Yakın tarihte gerçekleşen ve ülkemiz açısından önemli bir dönemeç olan 28 Şubat’ın yıldönümünde TGTV Yönetim ve İcra Kurulu Başkanı Mehmet Yıldız, 27 Şubat 2024 tarihinde aşağıdaki basın açıklamasını yapmıştır.
28 Şubat, 1997'deki Milli Güvenlik Kurulu (MGK) toplantısının ardından ordunun milli iradeye dolaylı yöntemlerle ağır müdahalesini simgeler. Asker, yargı, siyasi ve bürokrat elitler, medya ve sivil toplum kuruluşları iş birliğinde, hükümet üzerinde baskı kurarak, psikolojik müdahale yoluyla siyasi iradeyi etkisiz hale getirmişlerdir. Ülkemize bu kara lekeyi süren tüm kişi ve örgütlü aktörleri telin ediyoruz.
28 Şubat, Türkiye Cumhuriyeti tarihinde seçimle kurulan siyasal sisteme, el birliğiyle yapılmış en kapsamlı müdahalelerden biri olarak kayıtlara geçmiştir. Bu süreç, “postmodern darbe” olarak adlandırılsa da etkileri son derece yıkıcı ve derin olmuştur.
28 Şubat sürecinde, “irtica” ile mücadele adı altında, “laiklik ve rejim koruma” algısı oluşturulmuş, bu algı üzerinden geniş bir toplumsal mühendislik projesi yürütülmüştür. Temel hak ve özgürlüklere, ifade ve inanç özgürlüğüne yönelik kabul edilemez müdahalelerde bulunulmuş; eğitimden medyaya, siyasetten günlük yaşama kadar geniş bir yelpazede milletimize baskılar uygulanmıştır.

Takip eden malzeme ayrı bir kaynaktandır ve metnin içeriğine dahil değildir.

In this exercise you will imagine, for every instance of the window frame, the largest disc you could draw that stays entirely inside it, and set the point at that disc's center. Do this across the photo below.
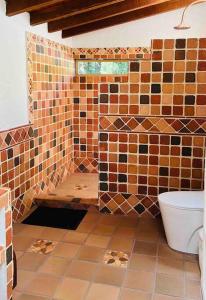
(101, 60)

“Ankara’da Rejim Endişesi”, “İrticacı Kuruluşlardan Alışveriş Yapmayın”, Genel Kurmay ’da Düşman Değişti”, “Gerekirse Silah Bile Kullanırız”, “Darbesiz İndiririz”, “Ordudan Son Uyarı”, “Paşanın Öfkesi”, “MGK’dan İnce Ayar”, “Muhtıra Gibi Brifing”, “Ya Uy, Ya Çekil”, “Kapatırım”, “Laiklik Uyarısı”, “Paşa Paşa İmzaladı”, “Rektörler Uyardı” “İmam Hatip’e Yeni Öğrenci Yok” gibi hâlâ hafızalarımızda tazeliğini koruyan gazete manşetleri, demokratik işleyişin nasıl rayından çıkarılabileceğinin somut örnekleridir. Dün olduğu gibi bugün de her türlü anti-demokratik girişimin karşısında tek yürek, tek bilek olmalıyız.
28 Şubat, vesayet odaklarının farklı yöntemlerle milli iradeyi nasıl etkisi altına alabileceğini göstermiştir. Bürokrasi, postmodern darbe sürecinin hücre çalışması olan “Batı Çalışma Grubu” (BÇG) üzerinden kıskaca alınmış, belli bir siyasi görüş, dindar vatandaşlar ve gönüllü kuruluşlar hedef alınmıştır; unutmadık, unutmuyoruz.
28 Şubat, sivil toplum kuruluşları, medya ve yargının da siyasallaştığı bir dönem olmuştur. Tarih bize göstermiştir ki; meşru siyasal sistem, hukukun üstünlüğü ve milli iradeye saygı, toplumların gelişimi ve refahı için vazgeçilmezdir. 28 Şubat’ın yıl dönümünde, bu değerlerin ne kadar kolay zedelenebileceğini ve korunmaları gerektiğini hatırlatıyoruz.
Bu zulmün yıldönümünde tüm vatandaşlarımızı, geçmişten ders alarak milli iradeye sahip çıkmaya davet ediyoruz. Birlik ve beraberliğimiz, ülkemizin geleceği için en büyük güvencemizdir. 28 Şubat sürecini unutmadan, dersler çıkararak, tüm vesayet odaklarına karşı millet olarak ortak bir duruş sergilemeliyiz. 1997 yılında yaşananlar, sadece siyasi bir kriz değildir. 28 Şubat, aynı zamanda toplumsal bir travmadır ve etkileri hala devam etmektedir.
Türkiye Gönüllü Teşekküller Vakfı olarak, 28 Şubat sürecinin mağdurlarını anıyor, antidemokratik her türlü müdahaleye karşı duruşumuzu bir kez daha ifade ediyoruz. Bu vesileyle, geleceğimiz için, daha güçlü bir Türkiye hedefiyle, tüm vatandaşlarımızı birlik ve beraberlik içinde hareket etmeye davet ediyoruz.